Рэй Брэдбери Лик Натали
Операция прошла благополучно. Настолько благополучно, что Натали Бенджамин даже не нашла повода скорчить недовольную гримасу, глядя на себя в зеркало.
— Старею, — сказала она своему отражению. — Всё это не столь важно, а важно, что Стюарт возвращается и моё лицо должно быть готово к встрече с ним.
Лицо пребывало в готовности. В такой готовности, что она не без содрогания отвернулась от зеркала. Лучше думай о чём-нибудь другом, говорила она себе. О долгих годах, проведённых Стюартом в Южной Америке, о малярии, благодаря которой он возвращается к тебе, чтобы ты заботилась о нём и лицезрела его каждое божье утро за завтраком и каждую ночь, когда выползают тени.
Помнишь, как он покусывал твой затылок и неуклюже теребил твои коротко стриженные курчавые волосы? Помнишь то время, когда он знал, как сказать тебе «люблю»? Помнишь, когда он это забыл!
Подумай, в каких местах он побывал. Монтевидео, Буэнос-Айрес. Рослый и смуглый, он, посмеиваясь, вышагивал по зелёным джунглям и пересекал широкие реки до тех пор, пока насмешливый малярийный комар не свалил его с грохотом наземь подобно гигантскому чёрному дереву.

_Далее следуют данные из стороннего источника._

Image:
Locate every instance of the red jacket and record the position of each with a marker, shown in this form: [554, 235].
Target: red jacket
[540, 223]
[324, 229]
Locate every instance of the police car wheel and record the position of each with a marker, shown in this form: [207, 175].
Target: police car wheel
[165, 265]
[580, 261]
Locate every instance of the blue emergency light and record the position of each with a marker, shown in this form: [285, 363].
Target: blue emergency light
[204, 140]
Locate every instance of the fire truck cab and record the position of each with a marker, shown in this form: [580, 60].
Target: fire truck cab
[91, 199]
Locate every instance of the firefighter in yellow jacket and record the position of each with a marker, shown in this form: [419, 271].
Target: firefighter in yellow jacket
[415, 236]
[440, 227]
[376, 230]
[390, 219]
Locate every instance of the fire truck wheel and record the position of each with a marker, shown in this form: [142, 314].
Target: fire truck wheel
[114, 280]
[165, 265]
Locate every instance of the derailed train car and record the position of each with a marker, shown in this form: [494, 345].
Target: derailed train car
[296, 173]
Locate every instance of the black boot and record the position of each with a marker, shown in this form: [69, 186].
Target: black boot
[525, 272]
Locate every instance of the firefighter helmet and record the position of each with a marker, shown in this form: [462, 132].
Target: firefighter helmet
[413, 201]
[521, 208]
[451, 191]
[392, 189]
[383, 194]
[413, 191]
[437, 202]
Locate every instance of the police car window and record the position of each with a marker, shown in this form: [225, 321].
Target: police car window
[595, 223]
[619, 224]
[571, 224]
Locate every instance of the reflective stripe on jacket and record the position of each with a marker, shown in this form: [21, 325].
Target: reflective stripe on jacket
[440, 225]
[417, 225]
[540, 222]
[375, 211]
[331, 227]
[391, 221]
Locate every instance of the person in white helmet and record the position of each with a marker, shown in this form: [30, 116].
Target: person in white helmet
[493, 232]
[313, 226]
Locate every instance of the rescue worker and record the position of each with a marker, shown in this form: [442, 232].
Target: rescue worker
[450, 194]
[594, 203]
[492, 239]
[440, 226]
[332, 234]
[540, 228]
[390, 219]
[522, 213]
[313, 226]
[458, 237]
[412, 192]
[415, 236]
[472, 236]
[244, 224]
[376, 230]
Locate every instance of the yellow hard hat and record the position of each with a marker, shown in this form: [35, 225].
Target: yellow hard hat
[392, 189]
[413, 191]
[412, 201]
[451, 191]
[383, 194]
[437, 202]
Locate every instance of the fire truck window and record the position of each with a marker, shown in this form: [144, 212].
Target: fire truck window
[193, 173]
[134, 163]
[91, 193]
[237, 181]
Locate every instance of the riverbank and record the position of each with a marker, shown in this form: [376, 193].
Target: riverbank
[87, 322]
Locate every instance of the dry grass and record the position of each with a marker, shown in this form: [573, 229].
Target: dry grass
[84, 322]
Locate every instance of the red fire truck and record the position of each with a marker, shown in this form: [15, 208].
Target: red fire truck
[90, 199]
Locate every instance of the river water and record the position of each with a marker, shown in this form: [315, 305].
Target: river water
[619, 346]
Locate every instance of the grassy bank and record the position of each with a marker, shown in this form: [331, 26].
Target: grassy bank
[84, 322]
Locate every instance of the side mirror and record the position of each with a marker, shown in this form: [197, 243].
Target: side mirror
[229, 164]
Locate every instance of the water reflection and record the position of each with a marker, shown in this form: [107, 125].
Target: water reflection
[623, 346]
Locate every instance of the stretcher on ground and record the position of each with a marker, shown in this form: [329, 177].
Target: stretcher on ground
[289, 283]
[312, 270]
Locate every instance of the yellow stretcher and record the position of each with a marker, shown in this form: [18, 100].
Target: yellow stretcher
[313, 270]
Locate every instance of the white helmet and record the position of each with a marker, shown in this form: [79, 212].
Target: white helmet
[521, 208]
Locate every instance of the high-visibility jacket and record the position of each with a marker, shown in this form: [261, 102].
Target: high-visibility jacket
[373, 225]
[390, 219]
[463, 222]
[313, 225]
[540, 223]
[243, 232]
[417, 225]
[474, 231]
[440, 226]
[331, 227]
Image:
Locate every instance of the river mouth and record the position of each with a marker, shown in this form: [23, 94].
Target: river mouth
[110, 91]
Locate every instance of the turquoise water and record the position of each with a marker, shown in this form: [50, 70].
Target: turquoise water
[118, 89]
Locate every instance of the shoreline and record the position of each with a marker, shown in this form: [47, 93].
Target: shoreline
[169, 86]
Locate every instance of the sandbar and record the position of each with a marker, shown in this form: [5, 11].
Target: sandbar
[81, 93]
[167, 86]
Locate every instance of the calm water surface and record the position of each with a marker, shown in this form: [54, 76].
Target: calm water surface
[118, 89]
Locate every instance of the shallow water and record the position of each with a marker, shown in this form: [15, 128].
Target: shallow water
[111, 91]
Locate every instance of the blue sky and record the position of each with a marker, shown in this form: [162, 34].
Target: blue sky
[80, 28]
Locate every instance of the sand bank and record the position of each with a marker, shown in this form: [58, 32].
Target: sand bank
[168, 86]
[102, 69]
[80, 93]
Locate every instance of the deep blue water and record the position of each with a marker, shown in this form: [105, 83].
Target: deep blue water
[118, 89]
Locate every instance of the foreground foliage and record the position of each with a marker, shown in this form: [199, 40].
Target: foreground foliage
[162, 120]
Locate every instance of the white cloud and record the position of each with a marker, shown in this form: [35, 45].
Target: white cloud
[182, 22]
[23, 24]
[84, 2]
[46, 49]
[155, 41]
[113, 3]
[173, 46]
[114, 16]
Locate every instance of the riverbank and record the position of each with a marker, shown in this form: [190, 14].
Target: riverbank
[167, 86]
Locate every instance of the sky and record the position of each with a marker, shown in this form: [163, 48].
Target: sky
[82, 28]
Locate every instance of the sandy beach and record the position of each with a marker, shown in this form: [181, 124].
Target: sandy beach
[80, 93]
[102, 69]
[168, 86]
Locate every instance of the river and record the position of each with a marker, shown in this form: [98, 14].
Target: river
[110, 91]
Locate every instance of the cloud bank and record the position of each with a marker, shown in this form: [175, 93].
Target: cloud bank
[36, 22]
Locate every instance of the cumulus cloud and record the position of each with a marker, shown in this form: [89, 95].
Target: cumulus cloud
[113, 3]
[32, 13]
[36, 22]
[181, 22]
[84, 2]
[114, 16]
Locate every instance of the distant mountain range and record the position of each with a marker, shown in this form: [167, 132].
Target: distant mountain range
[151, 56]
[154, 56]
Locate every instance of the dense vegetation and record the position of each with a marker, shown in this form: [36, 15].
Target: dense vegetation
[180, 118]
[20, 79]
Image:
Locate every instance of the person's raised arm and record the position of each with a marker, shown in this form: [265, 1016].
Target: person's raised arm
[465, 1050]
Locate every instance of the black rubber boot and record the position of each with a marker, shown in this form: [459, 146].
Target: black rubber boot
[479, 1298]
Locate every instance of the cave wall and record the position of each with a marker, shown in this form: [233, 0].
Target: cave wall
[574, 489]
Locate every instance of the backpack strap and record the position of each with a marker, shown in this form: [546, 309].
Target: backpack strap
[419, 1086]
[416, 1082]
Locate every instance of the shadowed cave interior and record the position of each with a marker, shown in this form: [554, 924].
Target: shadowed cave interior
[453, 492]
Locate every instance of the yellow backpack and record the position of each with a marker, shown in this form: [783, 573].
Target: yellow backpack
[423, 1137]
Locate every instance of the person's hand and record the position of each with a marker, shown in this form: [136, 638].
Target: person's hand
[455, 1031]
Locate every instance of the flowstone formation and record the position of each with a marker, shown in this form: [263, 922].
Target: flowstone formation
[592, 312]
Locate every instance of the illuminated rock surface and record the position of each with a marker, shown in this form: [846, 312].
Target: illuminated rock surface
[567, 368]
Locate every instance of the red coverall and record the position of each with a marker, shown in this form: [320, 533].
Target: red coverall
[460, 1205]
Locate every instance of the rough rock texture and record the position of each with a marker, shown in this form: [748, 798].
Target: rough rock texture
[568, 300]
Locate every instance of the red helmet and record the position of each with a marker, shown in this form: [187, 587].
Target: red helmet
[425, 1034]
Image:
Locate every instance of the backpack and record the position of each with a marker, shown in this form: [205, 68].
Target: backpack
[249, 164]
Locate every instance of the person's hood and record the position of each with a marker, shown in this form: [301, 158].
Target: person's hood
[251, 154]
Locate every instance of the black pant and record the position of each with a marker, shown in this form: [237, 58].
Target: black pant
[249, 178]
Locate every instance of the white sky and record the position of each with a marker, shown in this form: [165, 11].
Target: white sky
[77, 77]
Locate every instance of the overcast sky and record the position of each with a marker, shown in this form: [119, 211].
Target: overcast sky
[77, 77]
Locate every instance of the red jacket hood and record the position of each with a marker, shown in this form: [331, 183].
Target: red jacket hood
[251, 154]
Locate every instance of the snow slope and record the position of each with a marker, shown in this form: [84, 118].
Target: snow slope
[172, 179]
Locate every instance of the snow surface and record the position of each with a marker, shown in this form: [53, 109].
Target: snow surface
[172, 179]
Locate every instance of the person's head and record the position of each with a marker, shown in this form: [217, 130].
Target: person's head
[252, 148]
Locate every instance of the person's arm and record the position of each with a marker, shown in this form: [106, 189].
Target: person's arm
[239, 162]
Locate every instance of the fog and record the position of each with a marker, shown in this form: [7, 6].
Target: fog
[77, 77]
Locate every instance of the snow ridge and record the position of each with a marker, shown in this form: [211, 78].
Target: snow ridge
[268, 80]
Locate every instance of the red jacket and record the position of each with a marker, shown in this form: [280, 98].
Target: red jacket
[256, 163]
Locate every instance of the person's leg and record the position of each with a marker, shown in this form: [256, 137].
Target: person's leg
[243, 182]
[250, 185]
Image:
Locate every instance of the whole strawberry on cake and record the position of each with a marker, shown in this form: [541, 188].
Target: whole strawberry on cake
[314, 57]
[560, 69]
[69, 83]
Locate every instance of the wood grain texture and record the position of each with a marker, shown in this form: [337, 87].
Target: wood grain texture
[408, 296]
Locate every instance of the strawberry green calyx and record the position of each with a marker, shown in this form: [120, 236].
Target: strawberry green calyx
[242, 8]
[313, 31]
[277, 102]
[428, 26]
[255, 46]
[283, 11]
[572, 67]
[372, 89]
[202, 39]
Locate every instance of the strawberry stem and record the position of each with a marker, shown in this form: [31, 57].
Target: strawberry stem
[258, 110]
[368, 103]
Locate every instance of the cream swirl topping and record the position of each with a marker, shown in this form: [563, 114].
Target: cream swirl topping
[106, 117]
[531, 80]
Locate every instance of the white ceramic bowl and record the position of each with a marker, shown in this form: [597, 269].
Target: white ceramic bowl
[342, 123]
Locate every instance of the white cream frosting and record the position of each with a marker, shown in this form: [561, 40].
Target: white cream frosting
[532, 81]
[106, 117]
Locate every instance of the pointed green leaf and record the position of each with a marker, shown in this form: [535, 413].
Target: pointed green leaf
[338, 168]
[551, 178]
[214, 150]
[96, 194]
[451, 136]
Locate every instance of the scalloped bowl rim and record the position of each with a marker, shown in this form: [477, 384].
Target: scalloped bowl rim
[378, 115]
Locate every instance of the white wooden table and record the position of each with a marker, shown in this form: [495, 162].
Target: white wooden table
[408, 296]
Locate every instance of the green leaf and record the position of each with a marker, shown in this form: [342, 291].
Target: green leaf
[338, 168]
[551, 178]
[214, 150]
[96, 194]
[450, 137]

А теперь он отвернулся от зелёных джунглей, чтобы опять найти твои зелёные глаза, обрести утешение в эти злосчастные дни. Поцелует ли он тебя в шею, как когда-то, и если да — возгорится ли в ячейках и сотах твоего измождённого и выморочного естества последний скуластый муравей выцветшей любви? Где даже после его ухода годами неистово кишели термиты, выгрызая всё подчистую, вплоть до белой ломкой оболочки. Ведь одним нажатием своих сильных загорелых пальцев он мог раскрошить тебя словно яичную скорлупу!..
Вот!
По поместью едет машина — шофёр и кто-то смирный на заднем сиденье. Наконец-то! Стюарт возвращается!
Натали вышла из своей комнаты, в которой она проспала десять лет в оставленной им роскоши, словно деньги могли оградить её от яростного натиска тоски и любви. Здесь вечеринки и люди приходили и уходили как мерцающие весенние ливни, иногда яркие, а чаще, как осенний ветер — безрадостные, отвлекающие, оставляя сухие дырявые листья и тяжкие воспоминания. Она покончила с вечеринками на третий год. Солитер — вот подходящая игра. Можно сыграть десяток тысяч партий, не истрепав колоду карт.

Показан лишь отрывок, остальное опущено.